Pour télécharger un torrent, le trafic réseau passe par un logiciel, BitTorrent, ou uTorrent par exemple, qui ne masque pas l’adresse IP, prévient la conseillère.

Pour qu’elle le soit, on peut utiliser un VPN qui, lui, va chiffrer tout le trafic réseau, donc celui également généré par un client de torrents, explique-t-elle.

Mais l’utilisation d’un VPN, un système qui forme un tunnel chiffré pour vos données et masque votre adresse IP, n’est toutefois pas une solution miracle, selon Vincent Tremblay : Après un certain temps, il est facile d’identifier les comportements des utilisateurs et utilisatrices sur le web, même avec un VPN.

L’internaute peut par exemple entrer un nom d’usager à répétition ou une autre donnée qui permet de relier [ses comportements en ligne] à son identité, pointe-t-il.

Et qu’est-ce qui te dit que l’entreprise derrière le VPN utilisé ne collabore pas avec les autorités ou ne revend pas les données de trafic? soulève l’analyste en cybersécurité.

Pour les personnes plus expérimentées en ligne, il existe des applications, telles Plex ou Jellyfin, qui permettent de se faire un Netflix maison. Les utilisateurs et utilisatrices de ces plateformes mettent sur pied leur propre bibliothèque de séries télé et de films piratés, qui peut être partagée aux internautes plus novices de leur entourage.

Dans la mesure où il ne s’agit pas d’une utilisation personnelle, comme il y a une forme de distribution, cette pratique pourrait être passible de sanctions pénales, selon Pierre Trudel, professeur à la Faculté de droit de l’Université de Montréal (UdeM).

Attention aux droits d’auteur

Qui dit torrents dit aussi violation de la propriété intellectuelle : le téléchargement de films et de séries télé par le biais de torrents ne verse pas de redevances aux créateurs et créatrices.

Il faut l’autorisation du détenteur de droits pour reproduire ou diffuser au public une œuvre, explique Pierre Trudel.

Vous pourriez donc recevoir une lettre par la poste de la part de votre fournisseur Internet qui vous met en garde contre le téléchargement de contenus illégaux.

Si ça arrive trop souvent, votre fournisseur Internet pourrait décider de couper le service et, par la suite, vous pourriez avoir de la difficulté à trouver un autre fournisseur, prévient Vincent Tremblay.

Questionnée à ce sujet, Bell a indiqué n’avoir trouvé aucune trace d’un tel événement au cours des dernières années, ajoutant qu’elle se conforme à la loi fédérale en transmettant les notifications des détenteurs de droits d’auteur aux clients concernés.

« Nous ne partageons pas les noms des clients, à moins qu'une décision de la cour ne nous y oblige. »

— Une citation de  Caroline Audet, relationniste média de Bell

Les titulaires de droits ne connaissent donc pas l’identité réelle de leur suspect, mais seulement l’adresse IP liée au téléchargement illégal.

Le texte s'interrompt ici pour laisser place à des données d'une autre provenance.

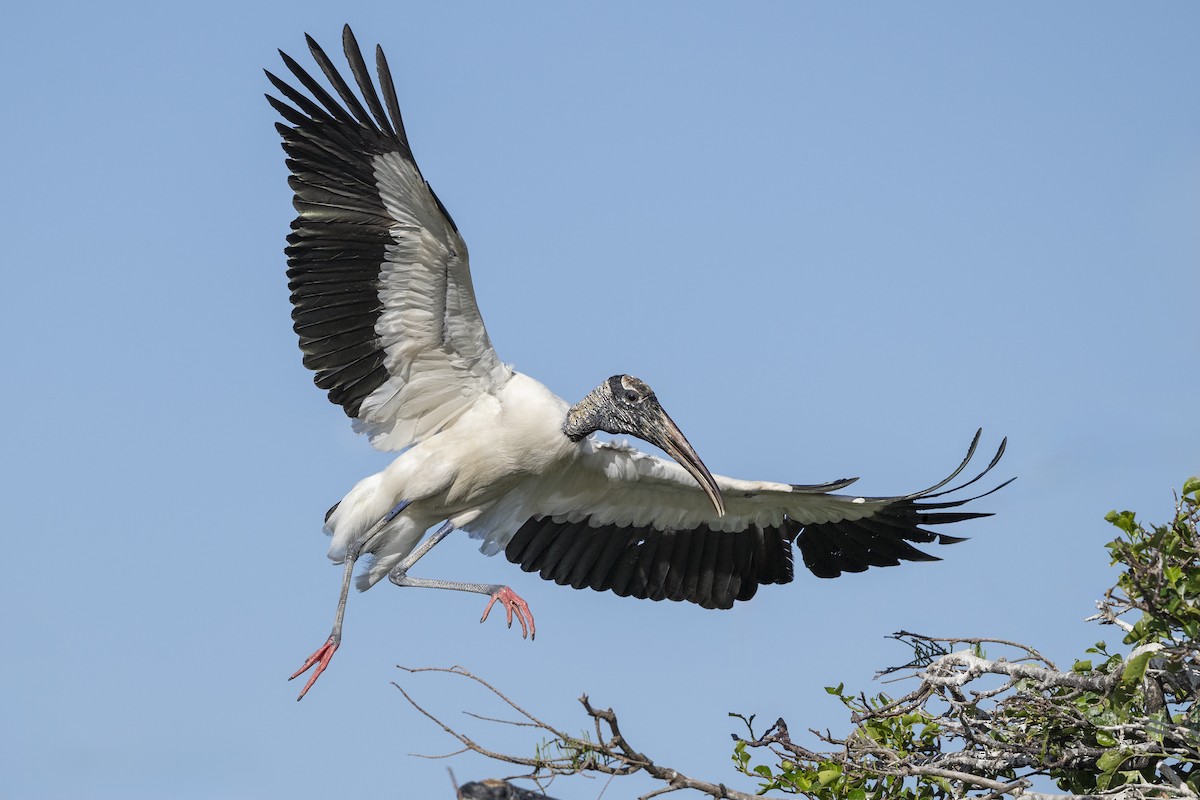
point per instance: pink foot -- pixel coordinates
(513, 603)
(321, 659)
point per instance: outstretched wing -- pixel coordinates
(635, 524)
(381, 287)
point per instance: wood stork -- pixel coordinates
(387, 317)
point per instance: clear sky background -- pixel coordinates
(835, 239)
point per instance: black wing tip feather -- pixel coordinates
(703, 566)
(882, 539)
(341, 229)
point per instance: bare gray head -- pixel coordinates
(625, 404)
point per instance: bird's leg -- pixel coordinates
(509, 599)
(324, 654)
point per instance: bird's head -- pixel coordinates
(625, 404)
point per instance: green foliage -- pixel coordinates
(1114, 720)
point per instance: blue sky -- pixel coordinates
(834, 238)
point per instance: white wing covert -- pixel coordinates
(381, 286)
(637, 525)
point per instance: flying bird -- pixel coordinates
(387, 317)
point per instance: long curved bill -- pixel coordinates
(663, 432)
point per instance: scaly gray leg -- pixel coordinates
(509, 599)
(324, 654)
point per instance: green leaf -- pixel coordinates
(1125, 521)
(1135, 668)
(825, 777)
(1110, 761)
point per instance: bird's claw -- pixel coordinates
(513, 603)
(322, 657)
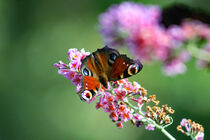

Bien que les fournisseurs d’accès à Internet ne révèlent pas l’identité du client ou de la cliente qui se cache derrière l’adresse IP, ils sont tenus par la loi de lui transmettre tout avis de piratage.

Au Canada, dans la mesure où ça reste un usage privé, c’est difficile de prétendre que c’est une violation du droit d’auteur, indique Pierre Trudel.